C’est là que l’œil s’allume, et que l’on prend conscience que tout bouge, tout s’allume, tout virevolte, tout se disloque et se reconstitue tout le temps à chaque seconde, et que l’œuvre aura à rendre compte de cela : ce ballet du fractal permanent.

Bien sûr on peut brûler de cette vision ou se noyer, et certains artistes en font les frais ou paient le prix de cette connaissance, mais d’autres remontent des profondeurs ou ressurgissent des flammes, comme vêtus d’une nouvelle peau ou d’une autre sorte de peau, une peau qui parle.

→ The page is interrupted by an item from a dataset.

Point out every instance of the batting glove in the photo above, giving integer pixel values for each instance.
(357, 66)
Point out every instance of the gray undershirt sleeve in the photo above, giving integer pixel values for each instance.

La seule réalité de l’artiste c’est d’échapper !

Echapper aux codes, aux préjugés, aux diktats, aux injonctions non pas dans une révolte adolescente, mais dans un appel vers une autre réalité qui serait le cœur du réel, vers une autre temporalité qui serait le temps, vers cet élan vital qui régit les mouvements de l’univers, de l’atome et de nos sensations qui serait la vie.

Il s’agit juste de cela : célébrer, dès l’école, cet élan vital, ce sourire à ce qui est, qui est l’inverse de la béatitude, mais la vraie dynamique de l’existant.

Il faut enseigner un nouveau comportement mental qui permettra de vivre autrement.

Il ne s’agit pas, oh non, de nier les progrès technologiques, ni de briser les ordinateurs mais juste  de dire « restons aussi humains » et d’oser à chaque seconde poser la question, « où est ta richesse intérieure ? »

Il s’agit d’affirmer, face à tous les pouvoirs, cette volonté de recherche d’autres voies qui ne représentent rien d’utile pour les pouvoirs, rien d’utile apparemment.